Page 1 of 1

All table rows in this table

Posted: Fri Jul 27, 2007 4:39 am
by shiznatix
I am getting a XLS report from this affiliate but of course they can't give me something like a CSV, no they give me a HTML page. Yay.

So to get this data out I am looking to use regex to get all the data in that table then I can go through the table rows and get my data. So I need a bit of help writing this expression.

Here is the beginning and end of the table:

Code: Select all

<table cellspacing="0" border="0" id="ctl00_ContentPlaceHolder1_dgStats_ctl01" style="width:100%;border-collapse:collapse;table-layout:fixed;overflow:hidden;empty-cells:show;">
...
</tbody>
I have tried a few patterns but to no avail. Here is what I thought should work but does not:

Code: Select all

preg_match('#<table [.]+>[.]+</tbody>#mis', $info, $matches);
dump($matches);
so if anyone can help me get that information that would be fantastic.
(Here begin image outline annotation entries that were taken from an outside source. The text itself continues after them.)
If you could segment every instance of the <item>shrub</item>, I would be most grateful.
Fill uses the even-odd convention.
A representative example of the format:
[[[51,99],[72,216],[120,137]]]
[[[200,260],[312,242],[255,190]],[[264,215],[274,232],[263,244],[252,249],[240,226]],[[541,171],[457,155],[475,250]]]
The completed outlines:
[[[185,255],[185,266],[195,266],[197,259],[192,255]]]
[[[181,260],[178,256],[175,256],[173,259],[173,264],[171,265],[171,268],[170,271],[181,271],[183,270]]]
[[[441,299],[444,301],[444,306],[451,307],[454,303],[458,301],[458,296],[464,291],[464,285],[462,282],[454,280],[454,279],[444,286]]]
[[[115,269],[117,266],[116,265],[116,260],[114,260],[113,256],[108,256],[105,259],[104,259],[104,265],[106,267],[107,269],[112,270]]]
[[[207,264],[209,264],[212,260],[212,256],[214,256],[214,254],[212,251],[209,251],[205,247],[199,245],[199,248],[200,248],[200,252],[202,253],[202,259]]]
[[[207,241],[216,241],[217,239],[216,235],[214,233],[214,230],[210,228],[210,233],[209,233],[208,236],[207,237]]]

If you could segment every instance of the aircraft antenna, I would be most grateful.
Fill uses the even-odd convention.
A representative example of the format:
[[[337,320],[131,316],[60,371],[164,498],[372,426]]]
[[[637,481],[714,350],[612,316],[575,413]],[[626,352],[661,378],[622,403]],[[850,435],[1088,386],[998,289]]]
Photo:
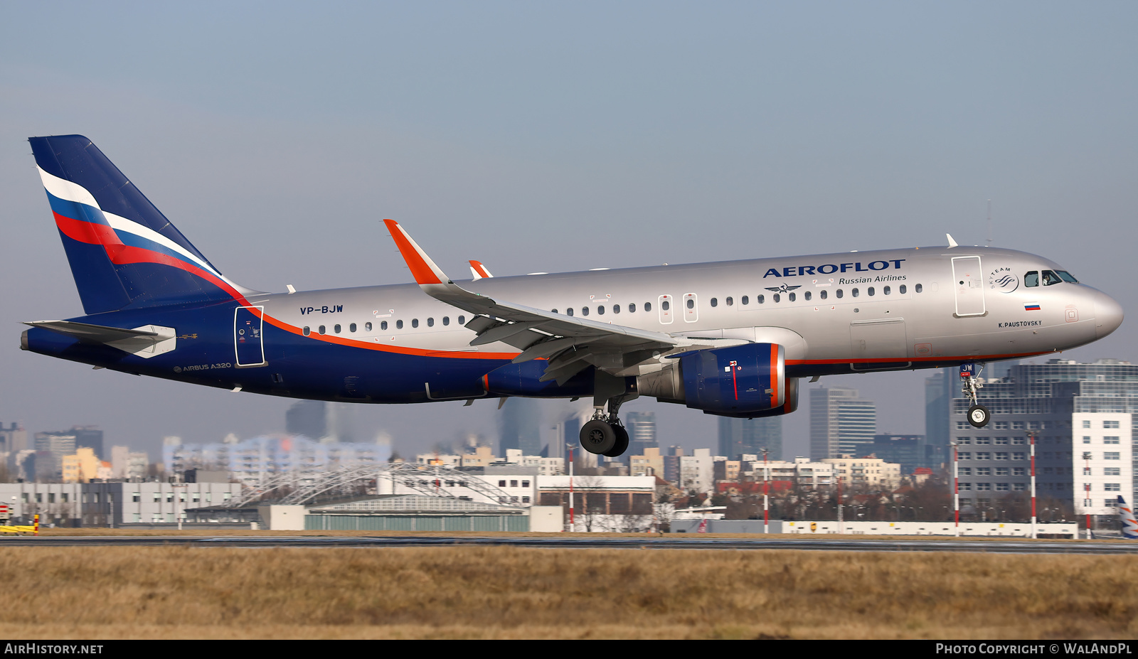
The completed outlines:
[[[988,200],[988,247],[992,246],[992,200]]]

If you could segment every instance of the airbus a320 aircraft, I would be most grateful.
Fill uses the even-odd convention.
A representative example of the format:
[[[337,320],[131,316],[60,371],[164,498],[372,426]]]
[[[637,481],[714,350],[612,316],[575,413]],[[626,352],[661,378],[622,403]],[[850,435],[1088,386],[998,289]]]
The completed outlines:
[[[294,398],[427,403],[591,396],[592,453],[628,446],[620,405],[798,407],[799,381],[1081,346],[1122,308],[1058,264],[990,247],[818,254],[456,283],[385,220],[415,285],[261,293],[226,279],[82,135],[32,138],[85,315],[20,347],[96,368]],[[813,380],[811,380],[813,381]]]

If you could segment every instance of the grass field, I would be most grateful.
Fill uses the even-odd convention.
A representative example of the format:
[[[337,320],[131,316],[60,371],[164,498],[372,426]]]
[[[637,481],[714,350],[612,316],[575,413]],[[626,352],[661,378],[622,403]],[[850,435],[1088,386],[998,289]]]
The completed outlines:
[[[1138,557],[3,547],[9,639],[1132,639]]]

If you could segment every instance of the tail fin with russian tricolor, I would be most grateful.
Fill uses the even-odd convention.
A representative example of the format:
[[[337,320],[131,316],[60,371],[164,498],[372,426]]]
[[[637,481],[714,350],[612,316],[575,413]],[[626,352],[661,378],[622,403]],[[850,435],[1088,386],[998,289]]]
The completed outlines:
[[[1122,526],[1122,537],[1127,539],[1138,539],[1138,520],[1135,519],[1135,511],[1127,505],[1127,500],[1119,495],[1119,524]]]
[[[28,142],[88,314],[253,293],[225,279],[91,140]]]

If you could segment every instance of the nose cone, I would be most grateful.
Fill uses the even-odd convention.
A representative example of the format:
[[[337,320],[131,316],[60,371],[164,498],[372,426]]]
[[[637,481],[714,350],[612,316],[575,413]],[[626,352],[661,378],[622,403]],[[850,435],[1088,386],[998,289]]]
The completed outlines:
[[[1103,338],[1122,324],[1122,305],[1100,290],[1095,291],[1095,336]]]

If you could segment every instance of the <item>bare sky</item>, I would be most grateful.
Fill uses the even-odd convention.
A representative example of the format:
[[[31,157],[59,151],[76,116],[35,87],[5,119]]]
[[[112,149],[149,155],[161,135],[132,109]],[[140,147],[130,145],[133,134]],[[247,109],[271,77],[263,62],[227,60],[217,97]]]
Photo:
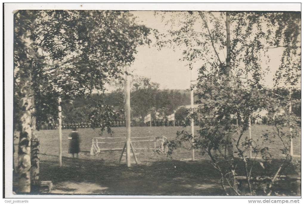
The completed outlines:
[[[154,15],[153,11],[136,11],[132,12],[138,17],[138,23],[140,24],[156,29],[161,32],[165,32],[168,28],[166,27],[164,22],[161,22],[159,16]],[[169,17],[168,15],[165,16],[165,18]],[[153,36],[151,36],[151,37],[153,38]],[[185,66],[187,62],[179,60],[183,57],[182,51],[178,50],[174,52],[172,48],[168,47],[159,51],[153,46],[154,42],[152,42],[150,46],[145,45],[137,48],[138,53],[136,55],[133,64],[130,68],[133,74],[150,78],[152,81],[159,83],[161,89],[188,89],[190,84],[190,71]],[[273,86],[272,79],[280,64],[283,50],[280,48],[271,49],[268,53],[270,62],[268,65],[270,66],[271,70],[267,73],[264,79],[264,84],[269,87]],[[224,53],[222,53],[222,55],[223,56],[222,57],[224,60]],[[192,71],[193,79],[196,79],[198,76],[198,69],[200,65],[199,62],[196,63]],[[266,64],[262,65],[265,69],[268,66]],[[114,89],[114,87],[109,87],[108,91]]]

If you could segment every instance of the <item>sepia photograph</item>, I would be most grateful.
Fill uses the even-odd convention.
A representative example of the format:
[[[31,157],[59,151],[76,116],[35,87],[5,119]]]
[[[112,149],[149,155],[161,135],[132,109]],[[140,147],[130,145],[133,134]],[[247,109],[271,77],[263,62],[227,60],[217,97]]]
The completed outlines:
[[[7,23],[5,192],[300,198],[300,3],[74,4]]]

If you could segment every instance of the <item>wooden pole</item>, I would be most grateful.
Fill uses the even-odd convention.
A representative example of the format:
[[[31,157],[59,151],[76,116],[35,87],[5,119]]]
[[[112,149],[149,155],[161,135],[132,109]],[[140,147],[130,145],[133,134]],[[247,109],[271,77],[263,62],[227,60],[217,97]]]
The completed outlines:
[[[132,144],[132,142],[130,142],[130,144],[131,145],[131,148],[132,149],[132,152],[133,152],[133,156],[134,156],[134,159],[135,159],[135,162],[136,162],[136,164],[138,164],[138,162],[137,160],[137,158],[136,157],[136,155],[135,154],[135,149],[134,149],[134,147],[133,146],[133,145]]]
[[[131,116],[130,102],[130,79],[127,73],[127,68],[126,67],[126,162],[127,166],[131,166],[130,152],[130,143],[131,137]]]
[[[58,129],[59,130],[59,166],[62,166],[62,162],[61,158],[62,156],[62,133],[61,132],[61,97],[59,97],[58,98],[58,121],[59,125]]]
[[[290,97],[290,98],[291,99],[291,97]],[[290,102],[290,104],[289,106],[289,112],[290,113],[291,113],[291,102]],[[292,142],[292,129],[291,127],[289,127],[289,131],[290,132],[290,156],[293,156],[293,144]]]
[[[249,119],[248,122],[248,131],[249,132],[249,139],[251,139],[251,116],[249,115]],[[249,158],[251,159],[252,158],[252,147],[251,145],[250,145],[249,148]]]
[[[123,158],[123,152],[125,151],[125,149],[126,149],[126,142],[125,142],[125,145],[123,146],[123,151],[121,151],[121,154],[120,155],[120,156],[119,158],[119,160],[118,161],[119,164],[120,163],[120,161],[121,161],[121,158]]]
[[[190,85],[191,88],[191,94],[190,97],[191,97],[191,114],[193,113],[193,109],[194,108],[194,101],[193,97],[193,89],[192,87],[192,75],[191,72],[192,70],[190,70]],[[192,144],[193,144],[194,142],[194,120],[193,118],[191,119],[191,132],[192,135]],[[195,158],[194,156],[194,149],[192,149],[192,161],[194,161]]]

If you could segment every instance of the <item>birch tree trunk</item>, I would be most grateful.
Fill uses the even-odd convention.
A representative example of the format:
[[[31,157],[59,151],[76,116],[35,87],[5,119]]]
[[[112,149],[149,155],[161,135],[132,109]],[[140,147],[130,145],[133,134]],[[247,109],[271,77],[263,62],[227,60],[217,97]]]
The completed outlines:
[[[31,191],[31,138],[32,137],[31,118],[33,107],[33,92],[30,87],[30,78],[26,79],[24,85],[21,92],[23,97],[20,104],[22,131],[20,133],[18,147],[18,189],[20,192],[29,192]]]
[[[32,97],[32,104],[35,105],[34,97]],[[36,116],[35,109],[31,113],[32,137],[31,140],[31,181],[32,185],[37,185],[39,180],[39,140],[36,135]]]

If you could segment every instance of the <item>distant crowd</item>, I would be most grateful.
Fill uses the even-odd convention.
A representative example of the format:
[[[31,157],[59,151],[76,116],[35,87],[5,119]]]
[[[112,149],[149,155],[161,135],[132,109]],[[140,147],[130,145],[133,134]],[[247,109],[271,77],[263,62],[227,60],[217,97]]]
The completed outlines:
[[[232,123],[235,125],[237,124],[237,120],[236,119],[233,119],[232,120]],[[162,120],[152,120],[151,123],[150,122],[145,123],[143,122],[138,122],[135,121],[132,121],[131,122],[131,126],[188,126],[191,125],[191,122],[189,120],[177,120],[169,121]],[[253,119],[251,120],[251,124],[256,124],[257,125],[268,125],[268,121],[266,117],[263,117],[261,119],[259,120]],[[199,122],[197,121],[194,121],[194,125],[199,125]],[[42,125],[41,129],[42,130],[54,130],[58,129],[58,124],[57,123],[50,122],[48,123],[45,123]],[[125,127],[126,122],[124,121],[118,121],[114,122],[111,126],[111,127]],[[62,124],[62,129],[69,129],[75,128],[87,128],[92,127],[92,124],[88,122],[63,122]],[[100,126],[98,126],[100,127]]]

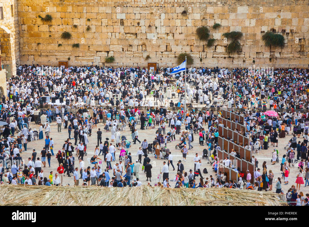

Posted: Fri Jul 27, 2007 6:26 am
by Gente

Code: Select all

preg_match('#<table (.*)>(.*)</tbody>#mis', $info, $matches);
echo $matches[0];

Posted: Fri Jul 27, 2007 9:16 am
by superdezign
Gente wrote:

Code: Select all

preg_match('#<table (.*)>(.*)</tbody>#mis', $info, $matches);
echo $matches[0];
I'd remove the first pattern capture and the space before it (unless you need that data, but it doesn't look useful), and make those patterns a less greedy.

Code: Select all

#<table[^>]*>(.*?)</tbody>#
Also, I believe DOMDocument works on HTML as well. It may be of interest.